Housing finance bounced back in June, recovering from its historic fall in May. This could signal the resurgence of activity from both home buyers and investors, according to experts.

The value of housing loans went up by 6.2% in June on a seasonally-adjusted basis, figures from the Australian Bureau of Statistics (ABS) show.

The investor segment posted higher growth in housing loan commitments at 8.1% than the 5.5% gain in the owner-occupier segment. Financing commitments from first-home buyers also improved, up by 3.3%.

"Despite the rebound in lending activity, the value of housing loan commitments in June was down over 10% compared to March after large falls in April and May," said Bruce Hockman, chief economist at ABS.

Hockman said the rise in mortgage commitments in the month reflects the easing of COVID-19 restrictions and the resuming of operations in the property sales market.

Adrian Kelly, president of the Real Estate Institute of Australia, said New South Wales accounted for a bulk of the rise in investor lending while all states except for Victoria and ACT contributed to the growth in the owner-occupier segment.

"The recovery in lending is not unexpected with restrictions on movements easing throughout the month.
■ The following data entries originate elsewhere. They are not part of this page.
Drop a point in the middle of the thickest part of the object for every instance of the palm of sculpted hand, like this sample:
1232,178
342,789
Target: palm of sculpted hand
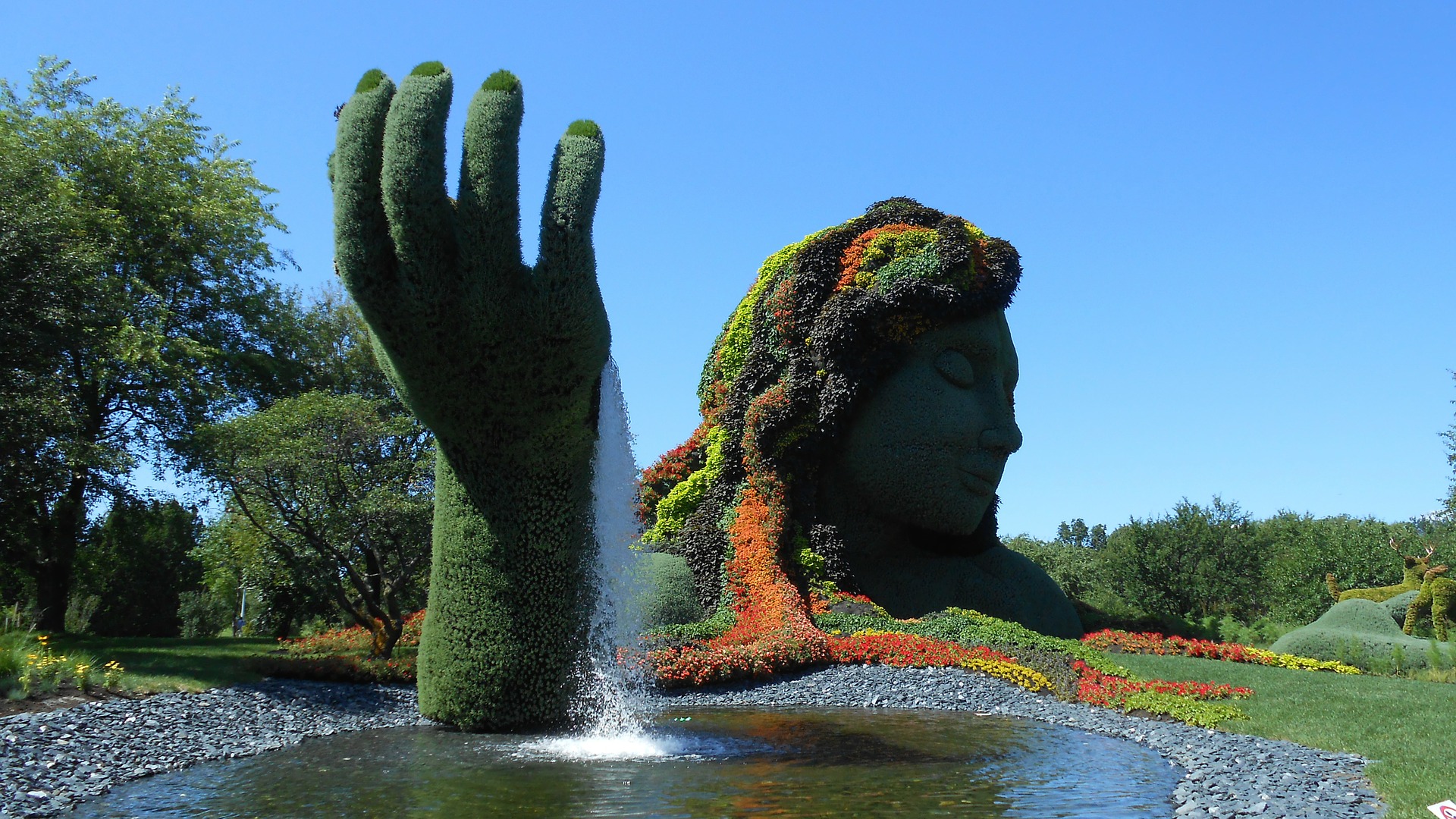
485,350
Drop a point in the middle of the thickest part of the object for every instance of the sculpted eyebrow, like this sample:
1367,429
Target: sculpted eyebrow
977,350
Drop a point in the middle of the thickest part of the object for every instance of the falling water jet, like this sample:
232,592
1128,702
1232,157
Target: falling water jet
612,706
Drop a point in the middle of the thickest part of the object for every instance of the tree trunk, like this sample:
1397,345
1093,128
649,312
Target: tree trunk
57,558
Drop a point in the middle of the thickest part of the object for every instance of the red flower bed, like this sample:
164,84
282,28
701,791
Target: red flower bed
1106,689
1152,643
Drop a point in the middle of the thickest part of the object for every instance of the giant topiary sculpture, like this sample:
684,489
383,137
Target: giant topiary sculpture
856,420
500,360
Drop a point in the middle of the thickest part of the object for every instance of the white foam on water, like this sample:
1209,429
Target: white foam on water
654,745
619,746
613,704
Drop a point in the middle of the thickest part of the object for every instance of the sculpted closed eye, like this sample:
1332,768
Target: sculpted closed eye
956,368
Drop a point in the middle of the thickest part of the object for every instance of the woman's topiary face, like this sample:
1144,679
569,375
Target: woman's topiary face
928,445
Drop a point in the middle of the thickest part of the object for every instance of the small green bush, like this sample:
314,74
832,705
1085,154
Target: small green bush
1363,634
672,598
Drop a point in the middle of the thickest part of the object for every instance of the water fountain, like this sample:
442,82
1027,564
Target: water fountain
509,366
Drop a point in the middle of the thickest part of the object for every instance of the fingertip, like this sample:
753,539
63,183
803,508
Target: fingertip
428,69
370,80
584,129
503,80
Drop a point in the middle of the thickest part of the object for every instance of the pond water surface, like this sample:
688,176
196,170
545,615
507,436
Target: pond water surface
693,763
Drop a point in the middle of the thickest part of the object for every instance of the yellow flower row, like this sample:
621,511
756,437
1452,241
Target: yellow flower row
1299,664
1030,679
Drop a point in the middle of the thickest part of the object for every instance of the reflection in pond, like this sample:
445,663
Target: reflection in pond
727,763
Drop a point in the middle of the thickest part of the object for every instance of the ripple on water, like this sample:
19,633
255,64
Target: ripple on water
701,763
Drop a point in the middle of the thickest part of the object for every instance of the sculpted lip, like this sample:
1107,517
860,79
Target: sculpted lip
981,482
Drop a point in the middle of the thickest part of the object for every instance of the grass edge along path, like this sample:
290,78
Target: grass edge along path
1405,726
174,664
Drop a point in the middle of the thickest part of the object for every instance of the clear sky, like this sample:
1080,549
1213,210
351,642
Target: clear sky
1235,219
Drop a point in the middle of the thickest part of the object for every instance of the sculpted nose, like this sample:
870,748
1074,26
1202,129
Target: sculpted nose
1003,438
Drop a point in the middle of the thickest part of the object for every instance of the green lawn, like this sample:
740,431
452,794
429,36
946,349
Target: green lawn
162,664
1408,727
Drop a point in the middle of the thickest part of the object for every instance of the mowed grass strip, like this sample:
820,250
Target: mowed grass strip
1405,726
168,664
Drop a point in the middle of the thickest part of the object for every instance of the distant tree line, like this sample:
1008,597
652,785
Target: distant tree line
139,325
1200,566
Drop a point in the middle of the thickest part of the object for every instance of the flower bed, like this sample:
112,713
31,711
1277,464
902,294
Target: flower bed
1150,643
344,656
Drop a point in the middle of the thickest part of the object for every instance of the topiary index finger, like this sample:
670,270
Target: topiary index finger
421,219
566,268
363,249
488,206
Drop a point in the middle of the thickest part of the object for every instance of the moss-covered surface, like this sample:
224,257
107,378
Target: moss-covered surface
1366,634
501,362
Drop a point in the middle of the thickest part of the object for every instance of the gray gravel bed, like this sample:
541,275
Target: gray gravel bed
53,760
50,761
1228,774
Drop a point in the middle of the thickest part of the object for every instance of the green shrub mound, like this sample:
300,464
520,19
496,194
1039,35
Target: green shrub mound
1366,634
501,362
672,598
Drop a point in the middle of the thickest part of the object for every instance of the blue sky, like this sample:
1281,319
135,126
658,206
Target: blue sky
1235,219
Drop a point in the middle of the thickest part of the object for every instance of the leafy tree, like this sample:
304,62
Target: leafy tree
1194,561
346,479
140,308
139,563
1076,534
283,583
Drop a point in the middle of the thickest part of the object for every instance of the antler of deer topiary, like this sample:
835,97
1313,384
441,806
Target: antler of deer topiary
1414,573
1438,595
500,360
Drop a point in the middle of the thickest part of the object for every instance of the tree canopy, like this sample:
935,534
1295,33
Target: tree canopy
134,305
335,477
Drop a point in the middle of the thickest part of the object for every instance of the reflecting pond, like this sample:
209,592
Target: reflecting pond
693,763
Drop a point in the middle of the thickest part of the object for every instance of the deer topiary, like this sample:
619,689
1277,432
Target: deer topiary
1416,569
1438,595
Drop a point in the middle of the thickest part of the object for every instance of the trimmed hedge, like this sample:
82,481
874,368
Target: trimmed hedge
1366,634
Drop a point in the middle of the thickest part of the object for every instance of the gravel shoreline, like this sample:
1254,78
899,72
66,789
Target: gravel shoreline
53,760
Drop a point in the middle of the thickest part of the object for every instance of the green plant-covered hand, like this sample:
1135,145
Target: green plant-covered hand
500,360
441,281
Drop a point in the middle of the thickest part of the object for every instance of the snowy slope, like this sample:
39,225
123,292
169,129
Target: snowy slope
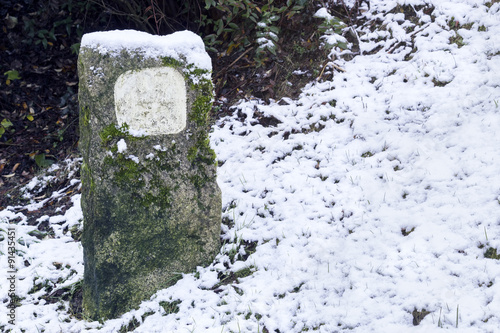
374,199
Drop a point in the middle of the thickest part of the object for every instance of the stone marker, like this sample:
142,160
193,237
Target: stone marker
151,204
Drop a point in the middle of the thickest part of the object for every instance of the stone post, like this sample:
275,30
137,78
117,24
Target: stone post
151,204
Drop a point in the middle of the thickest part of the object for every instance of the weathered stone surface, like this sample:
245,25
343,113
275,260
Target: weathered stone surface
151,204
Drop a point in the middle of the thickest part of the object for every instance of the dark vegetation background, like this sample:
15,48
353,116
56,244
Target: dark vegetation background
39,43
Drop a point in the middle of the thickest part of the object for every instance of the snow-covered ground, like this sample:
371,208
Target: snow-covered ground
371,203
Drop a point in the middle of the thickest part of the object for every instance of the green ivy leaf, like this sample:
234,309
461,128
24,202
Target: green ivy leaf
6,123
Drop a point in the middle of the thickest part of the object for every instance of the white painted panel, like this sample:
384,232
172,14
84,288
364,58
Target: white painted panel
151,100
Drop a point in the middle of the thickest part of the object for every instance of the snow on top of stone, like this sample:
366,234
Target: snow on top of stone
182,43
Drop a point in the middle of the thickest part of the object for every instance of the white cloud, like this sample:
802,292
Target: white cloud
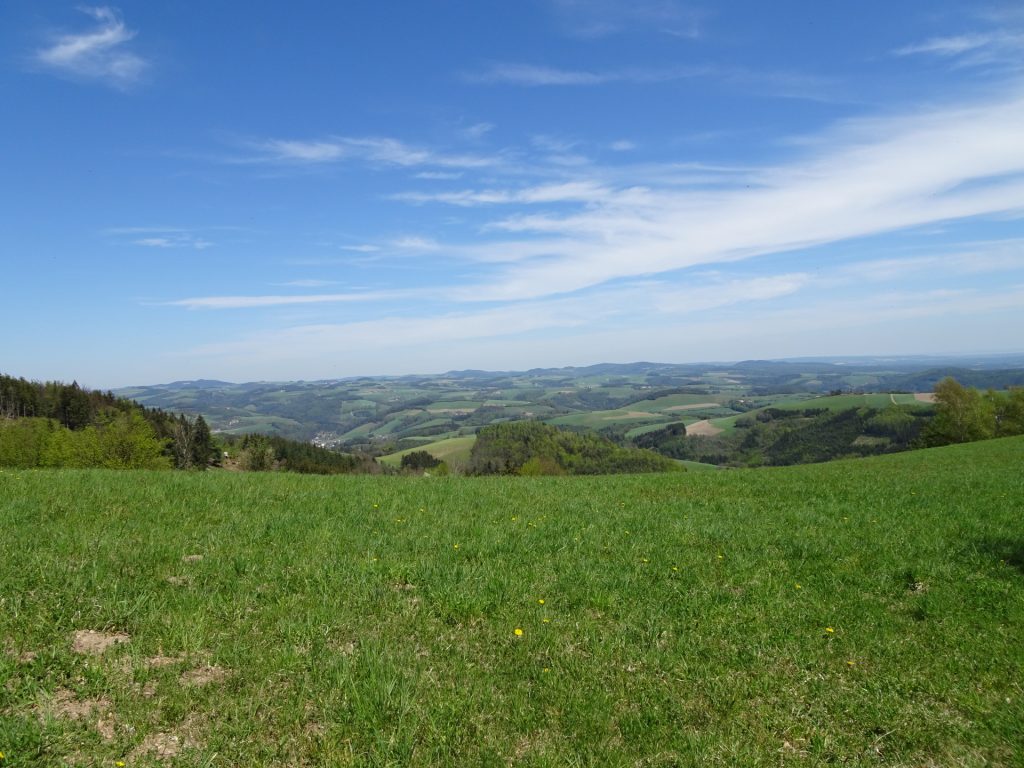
96,54
250,302
764,82
304,152
414,243
863,177
378,150
438,175
532,75
974,49
308,283
164,238
565,192
599,18
477,131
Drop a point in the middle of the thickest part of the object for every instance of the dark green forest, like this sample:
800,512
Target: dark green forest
51,424
530,448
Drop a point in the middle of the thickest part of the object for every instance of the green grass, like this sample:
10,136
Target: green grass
371,621
844,401
452,450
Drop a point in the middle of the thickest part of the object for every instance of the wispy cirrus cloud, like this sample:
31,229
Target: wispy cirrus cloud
774,83
860,178
160,237
973,49
599,18
99,53
577,192
251,302
374,150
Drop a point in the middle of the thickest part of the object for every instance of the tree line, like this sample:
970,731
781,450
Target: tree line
51,424
531,448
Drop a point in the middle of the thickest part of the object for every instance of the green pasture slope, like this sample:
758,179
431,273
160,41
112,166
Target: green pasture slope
862,613
452,450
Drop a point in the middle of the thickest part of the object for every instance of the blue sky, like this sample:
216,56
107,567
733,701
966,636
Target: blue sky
318,189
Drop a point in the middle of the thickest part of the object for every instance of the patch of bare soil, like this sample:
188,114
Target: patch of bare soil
93,642
161,660
94,712
167,744
203,676
705,428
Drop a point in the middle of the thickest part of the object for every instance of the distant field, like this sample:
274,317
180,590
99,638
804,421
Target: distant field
844,401
453,450
858,613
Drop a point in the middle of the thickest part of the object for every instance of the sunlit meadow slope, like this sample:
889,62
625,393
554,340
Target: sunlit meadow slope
863,612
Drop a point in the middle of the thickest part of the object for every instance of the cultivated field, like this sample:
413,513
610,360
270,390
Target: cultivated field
863,612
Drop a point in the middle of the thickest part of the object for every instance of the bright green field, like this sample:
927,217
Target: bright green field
453,450
844,401
856,613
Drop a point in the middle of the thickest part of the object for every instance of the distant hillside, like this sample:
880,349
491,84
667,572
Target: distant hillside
383,415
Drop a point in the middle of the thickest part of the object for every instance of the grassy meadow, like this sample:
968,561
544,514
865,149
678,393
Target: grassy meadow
862,612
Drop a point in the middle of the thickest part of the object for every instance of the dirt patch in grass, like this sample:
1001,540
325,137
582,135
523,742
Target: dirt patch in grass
162,660
95,712
705,428
167,744
94,643
203,676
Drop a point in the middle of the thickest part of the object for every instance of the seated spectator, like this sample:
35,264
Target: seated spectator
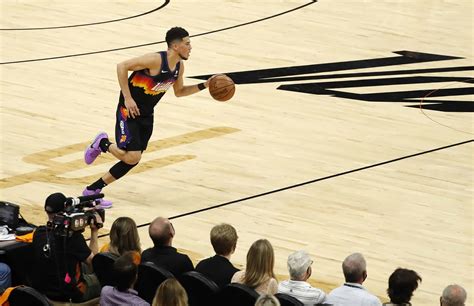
170,293
258,273
352,293
163,254
267,300
401,285
5,277
123,237
125,274
218,268
60,259
299,266
453,295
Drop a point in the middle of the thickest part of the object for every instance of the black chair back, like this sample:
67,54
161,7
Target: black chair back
149,279
27,296
103,264
200,289
288,300
236,295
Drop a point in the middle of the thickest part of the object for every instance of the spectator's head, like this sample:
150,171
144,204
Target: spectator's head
224,239
453,295
124,236
401,285
161,232
175,35
260,262
170,293
267,300
54,204
354,268
299,266
125,270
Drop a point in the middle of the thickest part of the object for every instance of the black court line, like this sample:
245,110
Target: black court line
89,24
308,182
157,42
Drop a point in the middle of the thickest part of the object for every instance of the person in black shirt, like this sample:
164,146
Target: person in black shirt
57,269
152,75
219,268
163,254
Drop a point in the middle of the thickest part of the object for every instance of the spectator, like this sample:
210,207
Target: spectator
60,258
401,285
5,277
453,295
258,273
123,237
299,266
125,274
352,293
219,268
170,293
267,300
163,254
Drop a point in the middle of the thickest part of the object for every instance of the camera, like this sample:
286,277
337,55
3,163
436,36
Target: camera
74,214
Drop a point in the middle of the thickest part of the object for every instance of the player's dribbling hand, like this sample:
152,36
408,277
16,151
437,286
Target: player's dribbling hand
95,225
208,80
132,108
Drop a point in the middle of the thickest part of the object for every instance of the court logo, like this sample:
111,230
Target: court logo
339,79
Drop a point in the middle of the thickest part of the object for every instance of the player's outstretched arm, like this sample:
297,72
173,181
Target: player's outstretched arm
150,61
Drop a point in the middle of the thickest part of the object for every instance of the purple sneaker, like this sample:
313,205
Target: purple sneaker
93,150
105,204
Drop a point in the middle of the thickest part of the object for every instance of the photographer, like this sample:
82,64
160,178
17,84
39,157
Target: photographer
60,257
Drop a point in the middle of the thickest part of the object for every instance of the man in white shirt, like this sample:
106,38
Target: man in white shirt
352,293
299,266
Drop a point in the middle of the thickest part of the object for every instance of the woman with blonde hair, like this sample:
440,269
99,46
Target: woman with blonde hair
123,237
170,293
258,273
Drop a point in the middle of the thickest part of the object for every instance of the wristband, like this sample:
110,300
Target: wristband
201,86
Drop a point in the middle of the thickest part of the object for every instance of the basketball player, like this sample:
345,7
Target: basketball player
152,75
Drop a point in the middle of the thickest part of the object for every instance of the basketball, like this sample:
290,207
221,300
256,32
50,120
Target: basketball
221,87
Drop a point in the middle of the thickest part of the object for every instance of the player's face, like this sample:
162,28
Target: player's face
184,48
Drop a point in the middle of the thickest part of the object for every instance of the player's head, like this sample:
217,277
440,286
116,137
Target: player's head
54,203
178,40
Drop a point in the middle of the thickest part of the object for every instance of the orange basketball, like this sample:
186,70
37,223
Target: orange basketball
221,87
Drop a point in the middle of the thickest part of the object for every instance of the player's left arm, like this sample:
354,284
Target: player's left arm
181,90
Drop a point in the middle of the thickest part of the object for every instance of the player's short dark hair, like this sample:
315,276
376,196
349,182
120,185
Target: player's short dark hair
176,33
401,285
125,271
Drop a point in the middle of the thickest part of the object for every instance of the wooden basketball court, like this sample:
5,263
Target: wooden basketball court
351,129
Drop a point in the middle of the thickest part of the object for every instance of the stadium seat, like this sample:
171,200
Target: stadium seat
236,295
27,296
288,300
103,264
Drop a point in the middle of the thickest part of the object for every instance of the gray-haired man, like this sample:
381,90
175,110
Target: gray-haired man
453,295
352,293
299,266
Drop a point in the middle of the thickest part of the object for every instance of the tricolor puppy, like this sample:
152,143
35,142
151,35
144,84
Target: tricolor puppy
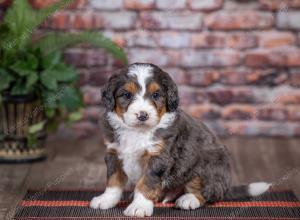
160,149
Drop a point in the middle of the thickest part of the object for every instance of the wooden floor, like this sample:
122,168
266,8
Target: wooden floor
74,164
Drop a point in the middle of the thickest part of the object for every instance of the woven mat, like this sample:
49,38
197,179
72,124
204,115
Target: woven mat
75,205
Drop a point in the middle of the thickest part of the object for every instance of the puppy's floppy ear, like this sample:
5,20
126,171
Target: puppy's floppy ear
107,93
172,93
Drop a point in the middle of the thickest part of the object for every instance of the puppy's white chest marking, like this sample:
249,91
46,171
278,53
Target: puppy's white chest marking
133,144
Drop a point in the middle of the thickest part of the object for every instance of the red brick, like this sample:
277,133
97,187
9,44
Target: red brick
173,39
91,95
46,3
265,58
241,20
158,57
85,21
225,96
188,96
84,129
174,20
270,113
170,4
283,56
293,57
276,39
241,40
208,40
262,128
139,4
234,76
116,20
222,58
141,38
293,112
204,111
119,20
279,4
92,113
288,20
107,4
238,112
99,76
203,77
287,96
295,78
205,5
83,77
119,39
86,58
178,75
60,20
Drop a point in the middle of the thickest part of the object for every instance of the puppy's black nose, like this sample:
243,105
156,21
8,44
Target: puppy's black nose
143,116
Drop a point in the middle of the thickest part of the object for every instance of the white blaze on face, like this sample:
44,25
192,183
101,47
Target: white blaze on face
142,73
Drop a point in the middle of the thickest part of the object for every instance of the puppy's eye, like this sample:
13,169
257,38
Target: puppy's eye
155,95
127,95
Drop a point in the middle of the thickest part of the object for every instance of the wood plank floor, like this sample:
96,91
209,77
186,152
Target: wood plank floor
74,164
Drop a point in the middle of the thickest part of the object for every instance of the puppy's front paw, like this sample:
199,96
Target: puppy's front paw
140,207
188,201
107,200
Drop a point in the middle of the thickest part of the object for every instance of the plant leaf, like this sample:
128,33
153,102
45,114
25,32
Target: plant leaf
48,80
36,127
21,68
6,78
71,98
31,80
63,73
51,59
58,41
22,21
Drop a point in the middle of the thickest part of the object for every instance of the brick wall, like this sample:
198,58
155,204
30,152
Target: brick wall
237,63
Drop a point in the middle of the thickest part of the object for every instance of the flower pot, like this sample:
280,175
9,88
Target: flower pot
17,114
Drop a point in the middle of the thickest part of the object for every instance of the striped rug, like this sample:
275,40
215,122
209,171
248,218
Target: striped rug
60,204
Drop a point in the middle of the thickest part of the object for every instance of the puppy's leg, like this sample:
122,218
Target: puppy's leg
147,191
116,181
192,199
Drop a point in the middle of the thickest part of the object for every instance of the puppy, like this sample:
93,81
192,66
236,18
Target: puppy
160,149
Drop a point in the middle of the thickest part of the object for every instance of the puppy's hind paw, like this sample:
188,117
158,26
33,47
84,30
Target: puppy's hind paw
140,207
188,201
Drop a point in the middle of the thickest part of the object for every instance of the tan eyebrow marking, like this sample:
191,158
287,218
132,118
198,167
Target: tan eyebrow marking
153,87
131,87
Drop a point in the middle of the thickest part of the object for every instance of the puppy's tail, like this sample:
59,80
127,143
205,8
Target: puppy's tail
251,190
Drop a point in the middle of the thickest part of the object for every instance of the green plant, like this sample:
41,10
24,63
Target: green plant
36,66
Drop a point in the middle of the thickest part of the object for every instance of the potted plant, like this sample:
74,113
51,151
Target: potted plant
37,88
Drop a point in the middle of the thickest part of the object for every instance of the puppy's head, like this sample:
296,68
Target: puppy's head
140,95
Whilst the roller coaster in lending will continue, the low levels of supply will hold the market up," he said.

Maree Kilroy, economist for BIS Oxford Economics, said the stage four lockdown in Victoria will be a drag in the growth of housing commitments in the next few weeks.

"With Melbourne representing Australia's biggest greenfield housing market, the hit to national new dwelling demand will be material," she said." The impact is anticipated to be mostly temporary, with the expected easing of lockdown restrictions, combined with stimulus including record low interest rates and the HomeBuilder program boosting new dwelling demand."

Geordan Murray, senior economist for the Housing Industry Association (HIA), said the latest ABS figures have yet to show any material impact from the announcement of the HomeBuilder Scheme.

In fact, the 9.7% growth in financing commitments for established housing was not replicated in the lending for the construction of new homes.

"The figures tracking loans for construction have yet to reflect the pick-up in demand for new homes that has occurred since the HomeBuilder program was announced. In June the number of construction loans actually dropped to the lowest monthly level since 2012," Murray said.

However, Murray raised concerns on the surge of take-up for available blocks of land. He said loans for the purchase of land increased by 33.8% in June.

"The surge in lending for land purchases highlights a risk that the availability of residential lots where onsite work can begin within the time-frame of the HomeBuilder package could limit take-up under the program," he said.